L’Administration tunisienne a été minée par ces nominations ou désignations déraisonnables car elles ont concerné des personnes qui ont été écartées de la fonction publique pendant des années ou qui n’y ont jamais travaillé en se basant sur deux critères: l’âge et l’ancienneté du diplôme. Ce qui revient à dire qu’un diplômé en ingénierie en 1985 occuperait le même poste qu’un diplômé des années 2010/11/12 ou 13. Il n’est pas à la page, il pourrait même n’avoir jamais été formé aux nouvelles technologies, industries ou techniques du marketing. Mais la politique a des raisons que la raison ne connaît pas et l’allégeance a supplanté la compétence. Ainsi, les compétences, affirme M. Ateb, ont été écartées ou «congelées» et des inconnus ont pris leurs places ou encore des «retourneurs» de veste, opportunistes habitués à courber l’échine et à s’adapter au contexte suivant leurs intérêts.
Inefficacité absolue…
Tous ces recrutements ne garantissent ni l’efficience de l’administration ni la préservation de ses compétences, dont une partie, écartée, est presque inactive tout en profitant des salaires et indemnités de fonctions. Pire, on ne peut même pas comptabiliser les fonds consacrés à des associations ayant, prétendument, pour mission d’employer des jeunes dont ceux servant au mécanisme 16, assure M. Ateb. «J’ai dénombré un grand nombre de ces associations dispersées sur tout le sol national dont une à Gafsa, religieuse et caritative».
Le mauvais exemple…
Le ministère de l’Emploi n’aurait pas été le meilleur exemple en matière d’usage des deniers publics pendant l’ère de la Troïka. A ce jour aucune enquête ou investigation n’a été ouverte pour évaluer l’impact des fonds alloués aux associations et le nombre d’emplois créés sans parler des travailleurs dans le domaine environnemental opérant dans des entreprises situées dans les villes du bassin minier, à Gabès, Sidi Bouzid et à Sfax. Des travailleurs payés pour un environnement très mal entretenu et qui sont pourtant passés du stade de contractuels à celui de titulaires. Une décision qui a mis fin à une situation de précarité qui les a pendant longtemps fragilisés mais qui appelle aussi en retour qu’ils travaillent réellement et qu’ils ne s’installent pas dans le confort des salaires des smigards en se la coulant douce chez eux.

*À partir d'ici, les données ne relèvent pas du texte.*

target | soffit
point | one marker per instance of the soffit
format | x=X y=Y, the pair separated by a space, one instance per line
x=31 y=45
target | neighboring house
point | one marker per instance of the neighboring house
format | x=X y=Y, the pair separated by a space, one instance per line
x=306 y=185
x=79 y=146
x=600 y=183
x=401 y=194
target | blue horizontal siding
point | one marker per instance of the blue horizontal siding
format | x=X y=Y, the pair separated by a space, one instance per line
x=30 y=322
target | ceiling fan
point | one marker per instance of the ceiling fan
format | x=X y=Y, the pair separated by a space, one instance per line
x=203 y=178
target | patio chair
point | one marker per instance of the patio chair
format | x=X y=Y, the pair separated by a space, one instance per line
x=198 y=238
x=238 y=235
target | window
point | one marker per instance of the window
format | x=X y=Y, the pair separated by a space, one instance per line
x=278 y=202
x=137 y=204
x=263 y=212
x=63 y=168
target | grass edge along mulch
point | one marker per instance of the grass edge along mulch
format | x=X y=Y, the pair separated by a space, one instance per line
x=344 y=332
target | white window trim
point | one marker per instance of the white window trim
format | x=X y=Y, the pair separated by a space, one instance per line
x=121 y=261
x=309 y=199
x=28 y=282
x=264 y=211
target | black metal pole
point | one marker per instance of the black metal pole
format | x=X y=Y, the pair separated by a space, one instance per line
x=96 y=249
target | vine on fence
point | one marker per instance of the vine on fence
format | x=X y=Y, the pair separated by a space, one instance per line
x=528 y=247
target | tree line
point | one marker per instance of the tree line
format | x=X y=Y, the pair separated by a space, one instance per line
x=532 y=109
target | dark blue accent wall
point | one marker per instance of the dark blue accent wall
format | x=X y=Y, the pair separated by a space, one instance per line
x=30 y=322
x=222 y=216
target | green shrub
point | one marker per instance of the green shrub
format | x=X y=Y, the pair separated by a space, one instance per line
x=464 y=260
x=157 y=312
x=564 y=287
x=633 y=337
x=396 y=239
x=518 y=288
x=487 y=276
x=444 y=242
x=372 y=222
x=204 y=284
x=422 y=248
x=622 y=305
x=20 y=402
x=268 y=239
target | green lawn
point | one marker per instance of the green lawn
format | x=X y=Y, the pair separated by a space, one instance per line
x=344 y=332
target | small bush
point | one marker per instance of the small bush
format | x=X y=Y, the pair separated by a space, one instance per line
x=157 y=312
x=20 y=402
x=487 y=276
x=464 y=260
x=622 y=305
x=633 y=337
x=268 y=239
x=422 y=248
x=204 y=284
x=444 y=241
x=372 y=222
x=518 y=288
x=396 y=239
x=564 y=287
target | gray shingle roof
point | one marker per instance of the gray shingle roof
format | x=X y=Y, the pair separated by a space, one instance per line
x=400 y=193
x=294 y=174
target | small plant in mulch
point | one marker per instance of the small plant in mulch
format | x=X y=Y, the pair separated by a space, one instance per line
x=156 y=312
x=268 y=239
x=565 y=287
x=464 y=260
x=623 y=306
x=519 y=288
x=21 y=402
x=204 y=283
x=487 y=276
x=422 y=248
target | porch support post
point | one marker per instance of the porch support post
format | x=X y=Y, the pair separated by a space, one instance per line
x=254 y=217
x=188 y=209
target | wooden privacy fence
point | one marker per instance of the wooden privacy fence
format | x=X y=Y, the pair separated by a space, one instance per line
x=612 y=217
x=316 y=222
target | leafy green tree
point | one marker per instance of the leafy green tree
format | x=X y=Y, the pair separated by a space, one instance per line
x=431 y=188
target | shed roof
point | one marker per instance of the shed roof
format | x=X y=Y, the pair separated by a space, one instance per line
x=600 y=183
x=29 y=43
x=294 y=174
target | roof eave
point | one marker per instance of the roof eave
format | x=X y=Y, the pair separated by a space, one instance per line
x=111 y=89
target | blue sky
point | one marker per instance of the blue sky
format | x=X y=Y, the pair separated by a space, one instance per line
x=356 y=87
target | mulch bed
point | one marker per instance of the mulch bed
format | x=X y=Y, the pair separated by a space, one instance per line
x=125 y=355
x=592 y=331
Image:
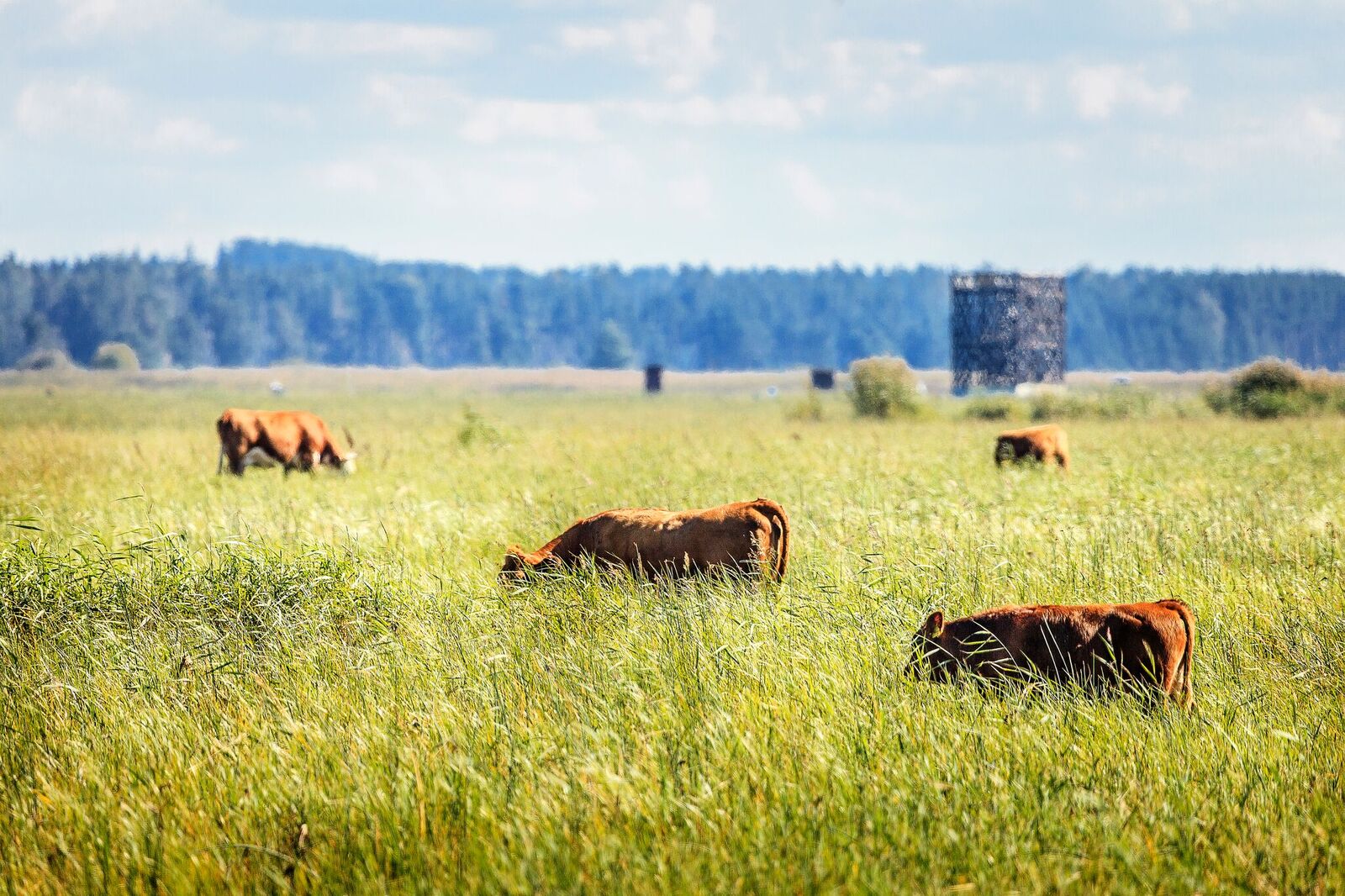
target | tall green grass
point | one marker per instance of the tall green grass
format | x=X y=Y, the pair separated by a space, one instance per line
x=198 y=669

Les cinq dernières années et surtout celle de la Troïka ont été un séisme pour l’Administration tunisienne qui a perdu définitivement son indépendance, sa neutralité et surtout ses compétences.

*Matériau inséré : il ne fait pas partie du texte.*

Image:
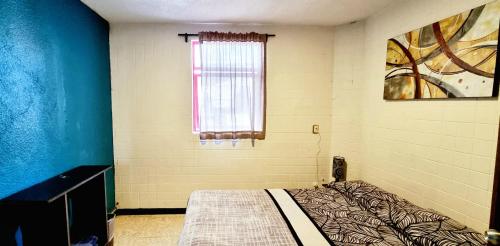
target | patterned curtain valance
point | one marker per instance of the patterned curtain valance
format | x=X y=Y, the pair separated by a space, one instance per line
x=232 y=37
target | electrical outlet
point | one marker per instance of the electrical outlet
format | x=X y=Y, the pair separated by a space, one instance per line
x=315 y=129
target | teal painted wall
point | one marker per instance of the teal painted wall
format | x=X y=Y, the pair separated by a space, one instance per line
x=55 y=95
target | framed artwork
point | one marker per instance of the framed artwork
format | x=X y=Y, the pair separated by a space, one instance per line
x=452 y=58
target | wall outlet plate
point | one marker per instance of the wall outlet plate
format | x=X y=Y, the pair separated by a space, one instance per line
x=315 y=129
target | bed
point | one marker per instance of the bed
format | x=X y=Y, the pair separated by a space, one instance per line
x=343 y=213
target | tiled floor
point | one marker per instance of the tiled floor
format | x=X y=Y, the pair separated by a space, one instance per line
x=148 y=230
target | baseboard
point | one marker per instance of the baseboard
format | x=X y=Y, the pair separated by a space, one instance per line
x=149 y=211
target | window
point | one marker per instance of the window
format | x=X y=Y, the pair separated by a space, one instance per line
x=228 y=89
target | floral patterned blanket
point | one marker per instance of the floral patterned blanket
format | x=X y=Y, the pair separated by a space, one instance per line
x=344 y=213
x=358 y=213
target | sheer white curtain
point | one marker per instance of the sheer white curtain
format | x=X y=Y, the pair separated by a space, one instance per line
x=231 y=92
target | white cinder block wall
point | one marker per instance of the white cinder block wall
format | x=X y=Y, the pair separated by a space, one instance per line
x=348 y=75
x=438 y=154
x=159 y=161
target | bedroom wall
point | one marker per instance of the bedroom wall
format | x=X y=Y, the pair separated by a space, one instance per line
x=437 y=154
x=348 y=75
x=159 y=161
x=55 y=91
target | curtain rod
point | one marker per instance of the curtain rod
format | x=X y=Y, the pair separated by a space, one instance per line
x=187 y=35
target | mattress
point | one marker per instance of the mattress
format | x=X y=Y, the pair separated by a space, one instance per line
x=344 y=213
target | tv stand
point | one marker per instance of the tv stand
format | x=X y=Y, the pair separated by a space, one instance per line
x=62 y=210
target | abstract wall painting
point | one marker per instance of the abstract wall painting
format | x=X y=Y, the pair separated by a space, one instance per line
x=453 y=58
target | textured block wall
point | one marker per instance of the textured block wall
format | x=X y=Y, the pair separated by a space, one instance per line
x=439 y=154
x=159 y=161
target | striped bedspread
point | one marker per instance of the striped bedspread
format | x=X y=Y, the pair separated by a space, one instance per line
x=345 y=213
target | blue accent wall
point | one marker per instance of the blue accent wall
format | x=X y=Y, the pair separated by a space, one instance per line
x=55 y=95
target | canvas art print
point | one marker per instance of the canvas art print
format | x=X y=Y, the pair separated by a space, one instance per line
x=455 y=57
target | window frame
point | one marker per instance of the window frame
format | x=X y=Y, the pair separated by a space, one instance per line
x=196 y=77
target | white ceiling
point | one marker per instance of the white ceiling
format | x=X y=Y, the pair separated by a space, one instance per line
x=301 y=12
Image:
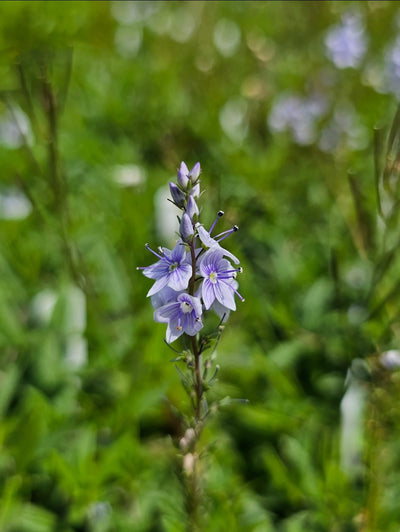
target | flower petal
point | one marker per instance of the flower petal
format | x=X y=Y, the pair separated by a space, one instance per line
x=208 y=293
x=179 y=278
x=157 y=286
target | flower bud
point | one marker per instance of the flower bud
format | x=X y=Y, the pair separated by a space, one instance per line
x=177 y=195
x=183 y=179
x=195 y=172
x=186 y=228
x=191 y=207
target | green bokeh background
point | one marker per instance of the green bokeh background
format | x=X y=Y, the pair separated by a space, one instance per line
x=94 y=90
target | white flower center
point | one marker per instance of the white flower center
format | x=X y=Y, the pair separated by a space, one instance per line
x=213 y=277
x=186 y=307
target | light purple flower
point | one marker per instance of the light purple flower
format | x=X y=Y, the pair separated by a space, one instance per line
x=164 y=296
x=191 y=208
x=182 y=316
x=219 y=279
x=213 y=243
x=186 y=178
x=186 y=228
x=173 y=269
x=177 y=195
x=346 y=43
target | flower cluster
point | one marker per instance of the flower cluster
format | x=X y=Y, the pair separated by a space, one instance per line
x=196 y=275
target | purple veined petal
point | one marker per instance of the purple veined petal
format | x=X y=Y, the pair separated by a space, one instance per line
x=197 y=307
x=178 y=253
x=179 y=278
x=208 y=293
x=157 y=286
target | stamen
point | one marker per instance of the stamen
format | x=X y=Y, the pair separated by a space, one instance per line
x=154 y=253
x=219 y=214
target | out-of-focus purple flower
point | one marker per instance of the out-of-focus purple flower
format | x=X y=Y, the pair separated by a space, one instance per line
x=173 y=269
x=186 y=229
x=218 y=280
x=297 y=114
x=346 y=43
x=182 y=316
x=177 y=195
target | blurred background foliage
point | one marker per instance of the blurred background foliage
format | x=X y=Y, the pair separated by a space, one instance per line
x=291 y=109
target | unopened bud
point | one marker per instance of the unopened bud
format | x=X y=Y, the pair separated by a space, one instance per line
x=195 y=172
x=177 y=195
x=183 y=179
x=186 y=228
x=192 y=208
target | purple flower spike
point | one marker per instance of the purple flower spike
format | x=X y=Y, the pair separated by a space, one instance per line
x=186 y=228
x=177 y=195
x=192 y=208
x=183 y=175
x=195 y=172
x=213 y=244
x=182 y=316
x=171 y=270
x=219 y=280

Des solutions? Difficile, affirme Hafedh Ateb, car il va falloir des décisions politiques très courageuses pour déminer l’Administration mais surtout pour la doter des compétences nécessaires qui pourraient pallier aux insuffisances des «parachutés déconnectés» et nommés sur la base de l’allégeance à un parti.
Quid de la pression du syndicat?
Il s’est gardé de dire qu’il y en a aussi qui ont été nommés sous la pression des syndicats ce qui est grave car les syndicats sont censés préserver les intérêts de tous les travailleurs sans aucune distinction entre eux, mais là, c’est une autre histoire.
L’Administration souffre d’une autre tare suite aux milliers de nominations qu’elle a subies: celle des surplus des personnels dans certains départements et de l’insuffisance des effectifs dans d’autres: «Je peux vous assurer que personne ne réussira à les faire changer de place, l’indiscipline est devenue de mise».
Il n’y a qu’une réponse à l’indiscipline, c’est l’application de la loi et une volonté politique pour l’appliquer. Il revient au chef du gouvernement et à ses ministres de faire régner l’ordre dans leurs différents départements et surtout d’assainir une administration qui peut être nocive pour le développement socioéconomique du pays. Aucune chance pour une relance des investissements et un rétablissement de la confiance entre les contribuables et leur administration sans que la loi ne reprenne sa place et sa suprématie.